I ran your test .pdf (the AJOG Opinion article) through Docudesk's PDF to LRF conversion tool (free OS X tool available at
www.docudesk.com) that will automatically reflow PDF's into LRF (and other text formats too for the pay version). There are several text detection/reflow modes available, I used the "automatic" or default one. I'm afraid that the results weren't too good. The original PDF was not authored to allow easy/coherent reflowing of the text so this automated conversion tool didn't put all the variously placed text blocks together into a single stream of text quite right.
You can download Sony's free connect software to preview this .lrf that I generated to see what it might look like on a Sony Reader. If you're an expert in using Adobe's programs (expensive software at that) to re-format/reflow PDF's, you might be able to get a nice clean PDF -> LRF conversion. Or you can try playing with the Docudesk converter's various settings. This however is likely to get pretty time intensive as you'll have a great deal of manual trial and error to get the results you want if your goal is to replicate the paper completely.

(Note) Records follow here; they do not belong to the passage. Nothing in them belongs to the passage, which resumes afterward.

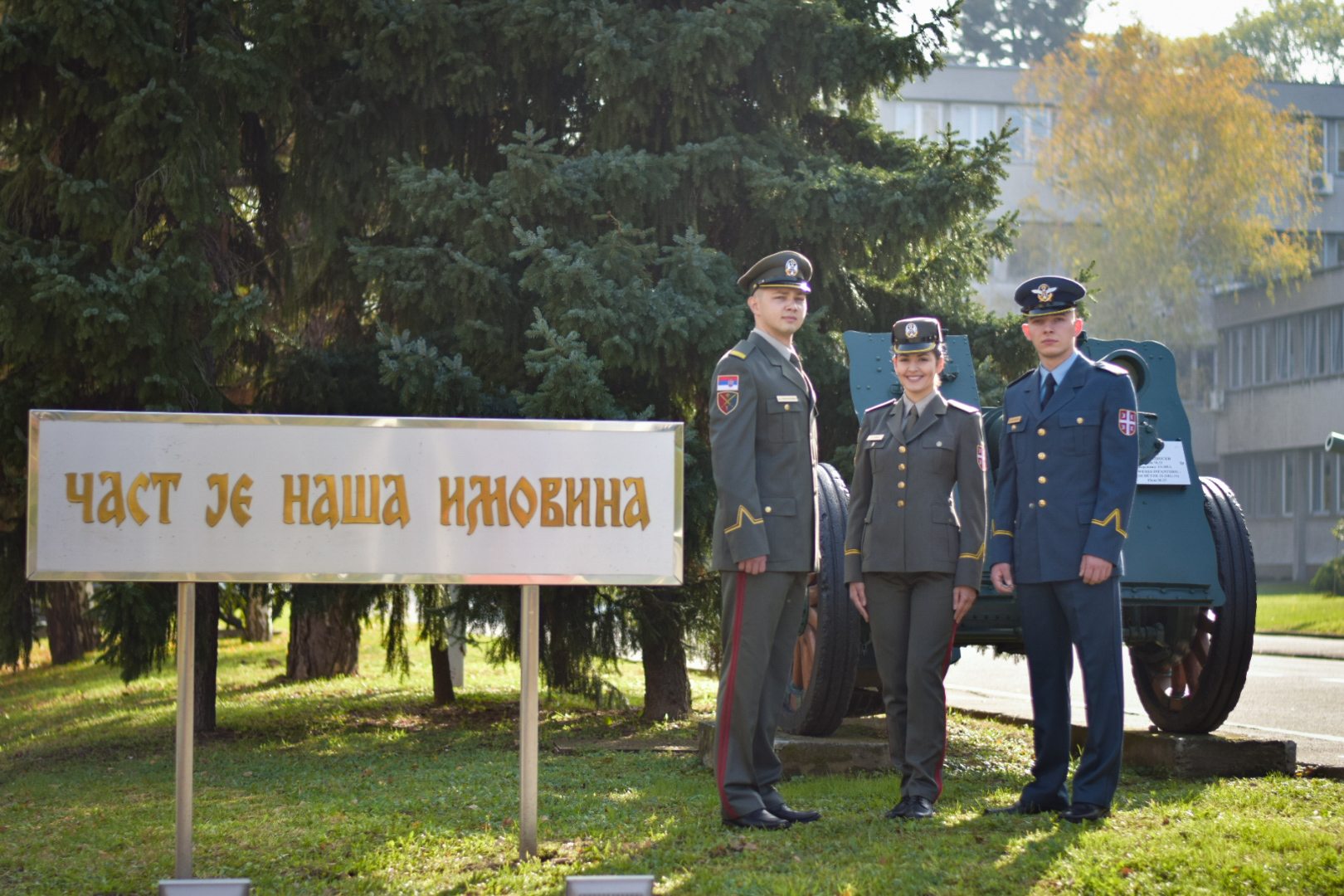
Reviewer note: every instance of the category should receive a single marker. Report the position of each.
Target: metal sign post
(527, 712)
(186, 719)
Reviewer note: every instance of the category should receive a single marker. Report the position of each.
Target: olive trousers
(912, 620)
(761, 620)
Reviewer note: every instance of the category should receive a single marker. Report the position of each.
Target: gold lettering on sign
(487, 499)
(552, 512)
(324, 508)
(112, 505)
(139, 484)
(452, 499)
(296, 497)
(75, 496)
(576, 501)
(403, 509)
(523, 503)
(613, 503)
(162, 481)
(637, 509)
(526, 489)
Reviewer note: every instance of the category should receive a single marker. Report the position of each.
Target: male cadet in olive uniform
(1068, 468)
(908, 553)
(763, 440)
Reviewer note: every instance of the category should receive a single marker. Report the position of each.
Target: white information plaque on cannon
(242, 497)
(1168, 468)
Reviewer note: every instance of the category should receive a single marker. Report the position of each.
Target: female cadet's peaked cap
(782, 269)
(1049, 295)
(912, 334)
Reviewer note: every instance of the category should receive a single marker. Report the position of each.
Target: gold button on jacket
(901, 508)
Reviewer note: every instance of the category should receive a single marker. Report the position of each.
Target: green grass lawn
(1288, 607)
(360, 786)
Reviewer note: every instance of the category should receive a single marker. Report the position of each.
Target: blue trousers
(1055, 618)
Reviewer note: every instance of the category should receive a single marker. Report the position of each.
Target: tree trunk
(207, 653)
(441, 670)
(257, 616)
(71, 629)
(667, 687)
(323, 640)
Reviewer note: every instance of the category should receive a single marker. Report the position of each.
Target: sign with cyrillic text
(242, 497)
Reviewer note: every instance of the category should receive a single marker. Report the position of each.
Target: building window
(975, 121)
(1283, 353)
(1324, 485)
(919, 119)
(1034, 125)
(1234, 351)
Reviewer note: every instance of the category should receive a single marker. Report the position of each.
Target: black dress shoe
(899, 809)
(761, 818)
(913, 807)
(1019, 809)
(1079, 813)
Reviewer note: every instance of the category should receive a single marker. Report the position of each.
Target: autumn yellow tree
(1181, 178)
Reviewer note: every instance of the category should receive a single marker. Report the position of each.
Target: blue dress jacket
(1066, 473)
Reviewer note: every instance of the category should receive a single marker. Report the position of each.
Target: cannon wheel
(827, 652)
(1199, 681)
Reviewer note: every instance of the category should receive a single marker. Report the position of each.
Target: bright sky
(1171, 17)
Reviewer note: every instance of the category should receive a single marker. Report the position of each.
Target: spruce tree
(492, 207)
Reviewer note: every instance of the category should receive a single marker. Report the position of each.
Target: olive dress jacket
(901, 511)
(763, 438)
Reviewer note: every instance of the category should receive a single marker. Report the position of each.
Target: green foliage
(1329, 578)
(1018, 32)
(1292, 41)
(136, 621)
(491, 207)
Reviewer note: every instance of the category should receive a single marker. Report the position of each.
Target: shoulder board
(878, 407)
(741, 349)
(962, 406)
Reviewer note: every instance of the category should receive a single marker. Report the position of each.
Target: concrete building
(1264, 398)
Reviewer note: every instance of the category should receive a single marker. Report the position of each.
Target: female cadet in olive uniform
(912, 566)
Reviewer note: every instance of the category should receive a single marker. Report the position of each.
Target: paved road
(1294, 698)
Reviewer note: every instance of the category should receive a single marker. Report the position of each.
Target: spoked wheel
(827, 652)
(1192, 680)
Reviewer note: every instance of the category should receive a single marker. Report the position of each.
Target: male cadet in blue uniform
(1068, 466)
(763, 441)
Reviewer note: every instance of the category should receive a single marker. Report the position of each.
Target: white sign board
(1166, 468)
(241, 497)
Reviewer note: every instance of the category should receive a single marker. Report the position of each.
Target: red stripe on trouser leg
(726, 716)
(947, 661)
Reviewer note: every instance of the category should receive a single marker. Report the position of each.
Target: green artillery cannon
(1188, 592)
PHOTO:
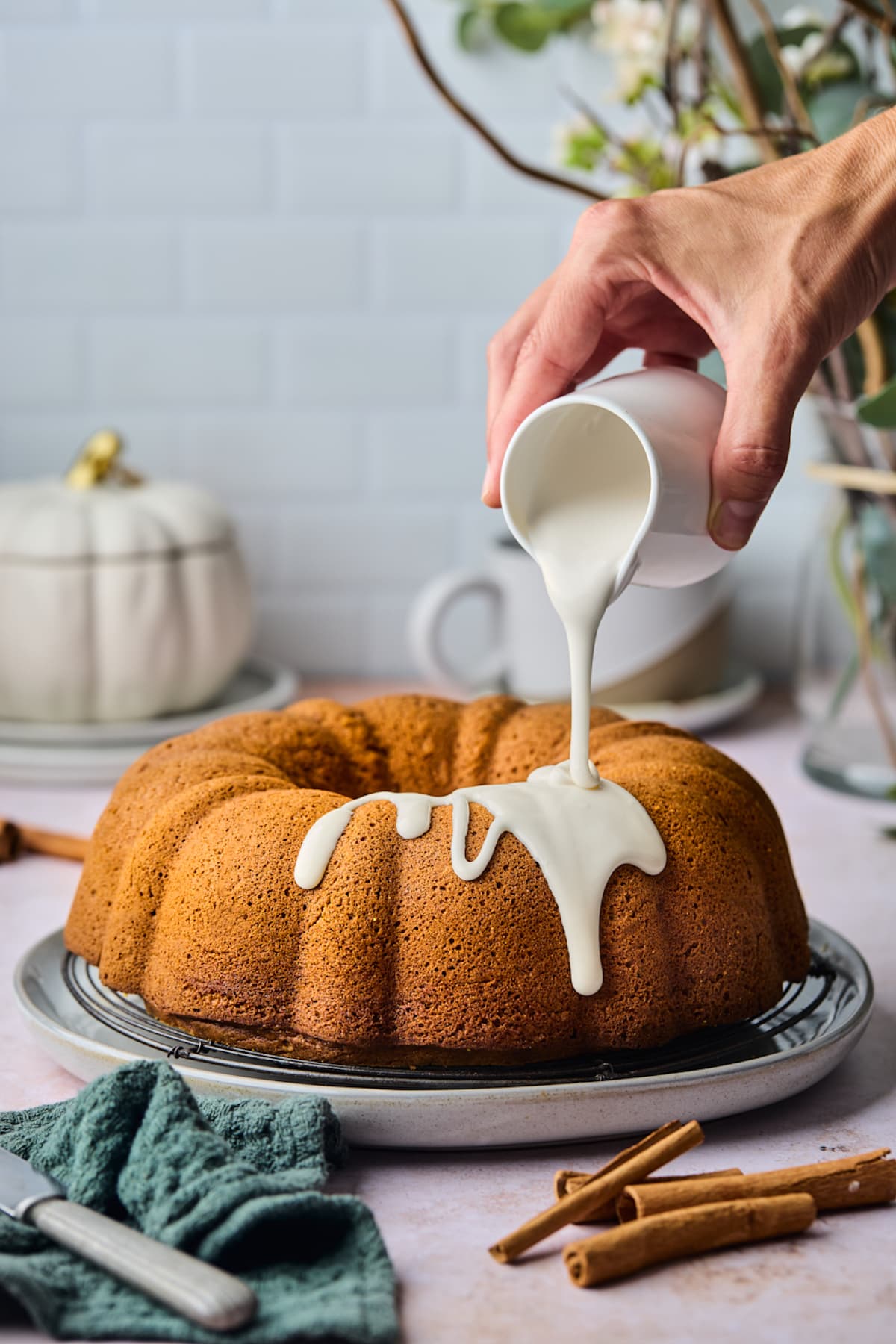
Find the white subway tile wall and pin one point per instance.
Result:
(249, 234)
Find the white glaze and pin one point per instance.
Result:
(576, 836)
(578, 828)
(590, 504)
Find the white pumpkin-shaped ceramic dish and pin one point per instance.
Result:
(120, 598)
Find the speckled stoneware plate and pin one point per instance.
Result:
(99, 753)
(739, 691)
(89, 1030)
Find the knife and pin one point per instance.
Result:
(200, 1292)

If you only want the text of the paper, you could try just copying all the text in a PDF and pasting into a word processor/text editor and doing some quick easy cleaning up of the formatting. Though in this case, you'd lose most of the formatting that would be especially important in replicating charts/tables and would lose any graphics/graphs. And there is no way to really automate this due to the editing you'd have to do.
RasterFarian is probably your best bet at this point though if you want a fast/automated way to re-create the PDF with all it's carts/graphs/tables perfectly in a more viewable form on the Sony Reader. Only downside is larger file sizes as each page is a graphic instead of text/symbol data.